EXPath Packaging System prototype implementation for Saxon
Introduction
After having released a first implementation of EXPath Packaging System for eXist, here is a version for Saxon. You can read this previous blog entry to get more information on the packaging system; in particular, it says: "The concept is quite simple: defining a package format to enable users to install libraries in their processor with just a few clicks, and to enable library authors to provide a single package to be installed on every processors, without the need to document (and maintain) the installation process for each of them."
The package manager for Saxon is a graphical application (a textual
front-end will be provided soon,) and is provided as a single JAR
file. Go to the implementations
page, or use this following direct
link to get the JAR. Run it as usual, for instance by
double-clicking on it or by executing the command java -jar
expath-pkg-saxon-0.1.jar
. That will launch the package manager
window.
Repositories
The implementation for Saxon differs from the one for eXist in a fundamental way: Saxon does not have a home directory where you can put the installed packaged, and you can invoke Saxon in so many different ways (while the eXist core is always started the same way.) That involves two different aspects regarding package management with Saxon: the package manager itself that installs and remove packages, and a way to configure Saxon itself, regardless with the way you invoke it. In addition, the homeless property of Saxon needs to introduce the concept of package repository.

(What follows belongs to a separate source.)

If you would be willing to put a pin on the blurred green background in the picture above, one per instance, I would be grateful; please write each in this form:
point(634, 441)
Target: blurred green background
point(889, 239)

A repository is a directory dedicated to installing packages, and should only be modified through the package manager. It contains the packages themselves (under a form usable by Saxon) as well as administrative informations to be able to use them (like catalogs, etc.) The graphical package manager allows one to create a new repository directly from the graphical interface, as well as switching between different repositories (if you need to maintain several repositories for several purposes.)
Importing stylesheet
But as I said above, having a repository full of packages is not enough. You have to configure Saxon to use this repository. Because you can invoke Saxon in a plenty of ways, the configuration itself is implemented as a Java helper class that you can use in your own code if you invoke Saxon from within Java (for instance in a Java EE web application.) If you use Saxon from the command line, there is a script that takes care of configuring everything for you.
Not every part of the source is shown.